Monday, Sep. 29, 1941

Class of '45

Big, blue-eyed Clarence Addison Dykstra marched up the Hill last week, smiling and waving to undergraduates. In his spacious, comfortable office, he stretched his long legs and relaxed. He was glad to be back as University of Wisconsin's president. But Dr. Dykstra, home in Madison from a year in Washington (Selective Service Director, Defense Mediator), knew better than most college presidents that he would find no isolation on his campus. In a nation under arms, colleges had new things to do, new facts to face.

Along Langdon Street (fraternity row), where undergraduate voices shrilled in a new college year, and on Observatory Hill, where the boys and girls of the Class of '45 strolled hand in hand, there were palpable changes:

> There was a bigger proportion of co-eds than ever before in Wisconsin's history; they now constituted 41% of the student body, up from 36% last year.

> Male students were preoccupied with draft numbers; college officials estimated that about 1,000 would be called. Hardest hit: the graduate, law and agricultural schools. Deferred: engineers, scientists.

> Lost to the faculty were 50 scientists and technicians called by Washington.

> For the first time since 1923, R.O.T.C. was compulsory for freshmen.

> Biggest change was a sharp shift from liberal arts to technical courses. Enrollment for the general B.A. degree was down nearly 10% (since 1939); for the humanities, down 33%; for engineering, up more

Said earnest President Dykstra: "We've got to buckle down to make the campus as serious a place of business as possible."

Like Wisconsin, other colleges reported smaller enrollments (averaging about 10% less than last year). Harvard had about 7,400, the smallest in many years. To offset losses in the upper classes, many a college lifted the lid off the size of its freshman class. Yale admitted a record class of 980; Columbia, 625.

Union College's President Dixon Ryan Fox warned students deferred by draft boards that they "shall not embezzle the time that the nation has put at our disposal."
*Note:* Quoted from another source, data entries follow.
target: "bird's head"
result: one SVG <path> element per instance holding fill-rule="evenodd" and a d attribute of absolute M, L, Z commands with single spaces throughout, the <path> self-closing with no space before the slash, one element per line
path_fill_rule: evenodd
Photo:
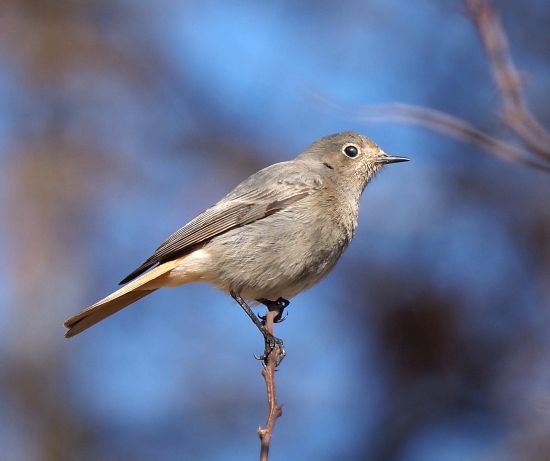
<path fill-rule="evenodd" d="M 358 181 L 364 188 L 384 165 L 406 162 L 409 159 L 388 155 L 369 138 L 346 131 L 315 141 L 297 160 L 318 162 L 330 170 L 330 174 L 337 174 L 349 181 Z"/>

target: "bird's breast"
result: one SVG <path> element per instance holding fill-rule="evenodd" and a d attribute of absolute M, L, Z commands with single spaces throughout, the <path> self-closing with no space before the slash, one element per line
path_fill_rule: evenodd
<path fill-rule="evenodd" d="M 247 298 L 289 299 L 328 274 L 353 237 L 356 216 L 308 199 L 208 243 L 212 283 Z"/>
University of Oklahoma's new President Joseph A. Brandt announced that he would establish a curfew for men students (women already have one), said he hoped to give professors less work so they could have more ideas.

St. John's College's President Stringfellow Barr planned to supplement the college's 100 classics with a new course in the theory and maintenance of gasoline engines.

Dartmouth launched a new course on the virtues of democracy.

University of California at Los Angeles, at the request of its students, offered a new curriculum in "American Culture and Institutions."

Without waiting for a recount of University of Puerto Rico's students, who had demanded that he choose between the chancellorship of their university and the Governorship of their island, Rexford Guy Tugwell resigned the $15,000 chancellorship, was sworn into the $10,000 Governorship.